Studio album by Call
- Released: 26 January 2011
- Recorded: 2007–2011
- Studios: Xth Harmonic Studio in Lahore, Pakistan
- Genre: Pop rock
- Length: 56:17
- Label: Fire Records
- Producer: Zulfiqar J. Khan

Call chronology
| Jilawatan (2005) | Dhoom (2011) |  |

Singles from Dhoom
- "Aasmaan" Released: 9 September 2007; "Humse Hai Ye Zamana" Released: 20 September 2007; "Laree Chootee" Released: 21 May 2008; "Yeh Pal" Released: 9 January 2009; "Ho Jaane De" Released: 11 February 2009; "Dharkay Jiya" Released: 13 March 2009; "Mein Aisa He Hoon" Released: 26 January 2011;

= Dhoom (Call album) =

Dhoom (Urdu: دھوم, literal English translation: "blast") is the second studio album by the Pakistani rock band Call, released in January 2011. The album included the singles "Laree Chootee" (from Ek Chalis Ki Last Local), "Yeh Pal" (from Aasma: The Sky Is the Limit) and "Dharkay Jiya" (from Aloo Chaat) which featured in several Bollywood movies as soundtracks. The album also included the patriotic songs "Humse Hai Ye Zamana" and "Aasmaan".

==Background==
In 2007, although Call had not yet announced the release of their second album, the band had released several songs on their fan site. The first single released was "Laree Chotee" which featured on the soundtrack of the Bollywood movie Ek Chalis Ki Last Local, with an accompanying music video. The song was remixed and arranged by DJ Suketu & Aks. In late 2007, prior to the 2007 Cricket World Cup, Call recorded and made a video for a song entitled "Humse Hai Ye Zamana". This was to be the official song for the Pakistan cricket team during the tournament. However, due to the team's early World Cup exit, the song was held back for a future release. On 20 September, Call released the music video and put it up for download on their official website.

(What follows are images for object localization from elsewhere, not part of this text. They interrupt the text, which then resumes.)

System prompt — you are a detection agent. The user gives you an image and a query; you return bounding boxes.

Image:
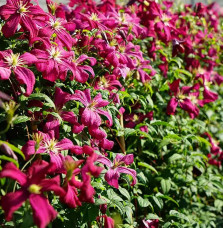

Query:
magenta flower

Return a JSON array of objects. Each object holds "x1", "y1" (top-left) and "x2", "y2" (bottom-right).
[
  {"x1": 0, "y1": 0, "x2": 48, "y2": 38},
  {"x1": 54, "y1": 87, "x2": 84, "y2": 134},
  {"x1": 72, "y1": 89, "x2": 113, "y2": 129},
  {"x1": 94, "y1": 75, "x2": 122, "y2": 91},
  {"x1": 140, "y1": 219, "x2": 159, "y2": 228},
  {"x1": 0, "y1": 161, "x2": 64, "y2": 228},
  {"x1": 60, "y1": 156, "x2": 84, "y2": 208},
  {"x1": 96, "y1": 215, "x2": 115, "y2": 228},
  {"x1": 38, "y1": 17, "x2": 75, "y2": 51},
  {"x1": 22, "y1": 131, "x2": 74, "y2": 171},
  {"x1": 0, "y1": 50, "x2": 37, "y2": 96},
  {"x1": 97, "y1": 154, "x2": 136, "y2": 188},
  {"x1": 31, "y1": 42, "x2": 73, "y2": 82}
]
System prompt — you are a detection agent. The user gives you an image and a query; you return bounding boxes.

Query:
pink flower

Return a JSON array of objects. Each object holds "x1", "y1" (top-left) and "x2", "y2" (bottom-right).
[
  {"x1": 38, "y1": 17, "x2": 75, "y2": 51},
  {"x1": 0, "y1": 50, "x2": 37, "y2": 96},
  {"x1": 70, "y1": 54, "x2": 96, "y2": 83},
  {"x1": 97, "y1": 154, "x2": 136, "y2": 188},
  {"x1": 0, "y1": 0, "x2": 47, "y2": 38},
  {"x1": 31, "y1": 41, "x2": 73, "y2": 82},
  {"x1": 167, "y1": 79, "x2": 201, "y2": 119},
  {"x1": 72, "y1": 89, "x2": 113, "y2": 129},
  {"x1": 0, "y1": 161, "x2": 64, "y2": 228},
  {"x1": 140, "y1": 219, "x2": 159, "y2": 228},
  {"x1": 60, "y1": 156, "x2": 84, "y2": 208},
  {"x1": 96, "y1": 215, "x2": 115, "y2": 228},
  {"x1": 22, "y1": 131, "x2": 74, "y2": 171},
  {"x1": 54, "y1": 87, "x2": 84, "y2": 134}
]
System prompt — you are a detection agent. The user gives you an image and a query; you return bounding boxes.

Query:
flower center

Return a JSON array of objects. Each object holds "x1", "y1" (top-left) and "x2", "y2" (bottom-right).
[
  {"x1": 28, "y1": 184, "x2": 42, "y2": 194},
  {"x1": 44, "y1": 139, "x2": 60, "y2": 154},
  {"x1": 5, "y1": 53, "x2": 24, "y2": 68},
  {"x1": 90, "y1": 13, "x2": 99, "y2": 21},
  {"x1": 178, "y1": 94, "x2": 186, "y2": 101},
  {"x1": 48, "y1": 47, "x2": 62, "y2": 62},
  {"x1": 88, "y1": 101, "x2": 98, "y2": 110},
  {"x1": 50, "y1": 20, "x2": 63, "y2": 30},
  {"x1": 133, "y1": 114, "x2": 139, "y2": 122},
  {"x1": 189, "y1": 95, "x2": 197, "y2": 104}
]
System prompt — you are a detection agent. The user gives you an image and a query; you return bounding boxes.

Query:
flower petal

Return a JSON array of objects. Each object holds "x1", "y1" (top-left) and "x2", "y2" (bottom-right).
[
  {"x1": 105, "y1": 169, "x2": 120, "y2": 188},
  {"x1": 1, "y1": 190, "x2": 28, "y2": 221},
  {"x1": 0, "y1": 162, "x2": 26, "y2": 185},
  {"x1": 15, "y1": 67, "x2": 36, "y2": 96},
  {"x1": 29, "y1": 194, "x2": 57, "y2": 228},
  {"x1": 117, "y1": 167, "x2": 137, "y2": 185},
  {"x1": 0, "y1": 67, "x2": 11, "y2": 80}
]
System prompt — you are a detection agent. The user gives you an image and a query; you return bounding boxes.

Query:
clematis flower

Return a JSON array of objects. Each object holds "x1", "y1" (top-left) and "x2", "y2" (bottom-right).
[
  {"x1": 0, "y1": 0, "x2": 48, "y2": 38},
  {"x1": 79, "y1": 149, "x2": 103, "y2": 203},
  {"x1": 96, "y1": 215, "x2": 115, "y2": 228},
  {"x1": 97, "y1": 154, "x2": 136, "y2": 188},
  {"x1": 0, "y1": 161, "x2": 64, "y2": 228},
  {"x1": 60, "y1": 156, "x2": 84, "y2": 208},
  {"x1": 54, "y1": 87, "x2": 84, "y2": 134},
  {"x1": 31, "y1": 41, "x2": 73, "y2": 82},
  {"x1": 0, "y1": 50, "x2": 37, "y2": 96},
  {"x1": 167, "y1": 79, "x2": 201, "y2": 119},
  {"x1": 22, "y1": 131, "x2": 74, "y2": 171},
  {"x1": 140, "y1": 219, "x2": 159, "y2": 228},
  {"x1": 71, "y1": 89, "x2": 113, "y2": 129},
  {"x1": 38, "y1": 17, "x2": 75, "y2": 51}
]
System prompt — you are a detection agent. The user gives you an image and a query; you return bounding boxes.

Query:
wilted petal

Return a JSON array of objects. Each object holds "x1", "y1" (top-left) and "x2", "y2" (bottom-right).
[{"x1": 29, "y1": 194, "x2": 57, "y2": 228}]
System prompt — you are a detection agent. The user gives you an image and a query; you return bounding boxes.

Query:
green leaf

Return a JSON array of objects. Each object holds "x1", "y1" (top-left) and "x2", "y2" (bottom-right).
[
  {"x1": 152, "y1": 196, "x2": 163, "y2": 209},
  {"x1": 0, "y1": 140, "x2": 25, "y2": 160},
  {"x1": 169, "y1": 154, "x2": 183, "y2": 163},
  {"x1": 29, "y1": 93, "x2": 56, "y2": 108},
  {"x1": 13, "y1": 116, "x2": 30, "y2": 124},
  {"x1": 138, "y1": 162, "x2": 158, "y2": 174},
  {"x1": 118, "y1": 186, "x2": 131, "y2": 200},
  {"x1": 137, "y1": 196, "x2": 153, "y2": 208},
  {"x1": 169, "y1": 210, "x2": 190, "y2": 222},
  {"x1": 160, "y1": 179, "x2": 171, "y2": 194}
]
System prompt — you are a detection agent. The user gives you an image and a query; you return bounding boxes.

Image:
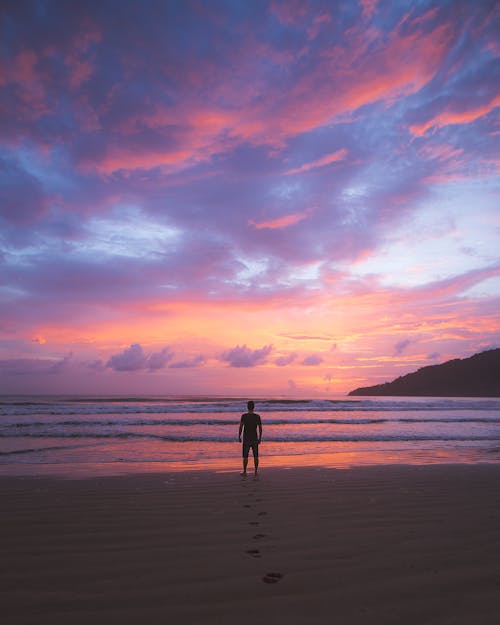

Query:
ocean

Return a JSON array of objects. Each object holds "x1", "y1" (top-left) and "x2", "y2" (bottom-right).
[{"x1": 0, "y1": 396, "x2": 500, "y2": 476}]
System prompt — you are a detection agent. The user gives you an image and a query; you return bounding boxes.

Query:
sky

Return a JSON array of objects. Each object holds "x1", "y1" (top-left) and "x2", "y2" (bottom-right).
[{"x1": 0, "y1": 0, "x2": 500, "y2": 397}]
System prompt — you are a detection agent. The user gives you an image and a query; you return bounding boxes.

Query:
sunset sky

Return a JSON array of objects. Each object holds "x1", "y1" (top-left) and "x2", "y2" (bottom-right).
[{"x1": 0, "y1": 0, "x2": 500, "y2": 396}]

Call also released three critically acclaimed hit singles; "Ho Jaane De", "Yeh Pal" and "Dharkay Jiya", the latter two being tapped into by Bollywood for the soundtracks of two different movies, which topped the charts and received positive reviews. The single "Ho Jaane De" was widely appreciated throughout the subcontinent, but was criticised by some as the pop-oriented song was a departure from the band's hard rock image. The song was awarded the 'Tune Of The Month' by BBC Asia and was also used in the Wall's ice cream advertisement, for which the band members have also modeled.

==Track listing==
All songs composed and arranged by Call. All songs written by Zulfiqar J. Khan, except where noted.

Dhoom
| No. | Title | Writer(s) | Length |
|---|---|---|---|
| 1. | "Dhoom" | Sami, Zulfiqar J. Khan | 3:48 |
| 2. | "Mein Aisa He Hoon" |  | 4:31 |
| 3. | "Rung Do" | Junaid Khan, Zulfiqar J. Khan | 5:45 |
| 4. | "Yeh Pal" |  | 5:29 |
| 5. | "Ho Jaane De" | Aleezay Khan | 3:39 |
| 6. | "Dharkay Jiya" | Sami, Zulfiqar J. Khan | 4:40 |
| 7. | "Humse Hai Ye Zamana" |  | 4:03 |
| 8. | "Kyun" |  | 5:51 |
| 9. | "Abhi Dair Hai" |  | 6:38 |
| 10. | "Teri Haar Hum" |  | 3:26 |
| 11. | "Laree Chootee" | Syed Quadri, Zulfiqar J. Khan | 3:59 |
| 12. | "Aasmaan" |  | 4:22 |
| Total length: |  |  | 56:17 |

==Personnel==
- Call
- Junaid Khan - lead vocals
- Zulfiqar J. Khan - lead guitar, bass guitar, backing vocals
- Sultan Raja - bass guitars

- Production
- Produced by Zulfiqar J. Khan
- Recorded & Mixed at Xth Harmonic Studio in Lahore, Pakistan
- Assisted by Zulfiqar J. Khan

==Critical reception==
Dhoom has received positive reviews. Koolmuzone called the album, a treat to listen to. Shahzeb Sheikh of Instep magazine gave the album 5 out of 5 stars and said: Dhoom might just be the revival of quality production in the Pakistani music domain. Dawn| also gave a positive review saying that Dhoom has a definite mainstream presence as Call's rock influence is ubiquitous throughout.

==Awards and nominations==
Dhoom was nominated for Best Album in Lux Style Awards 2012.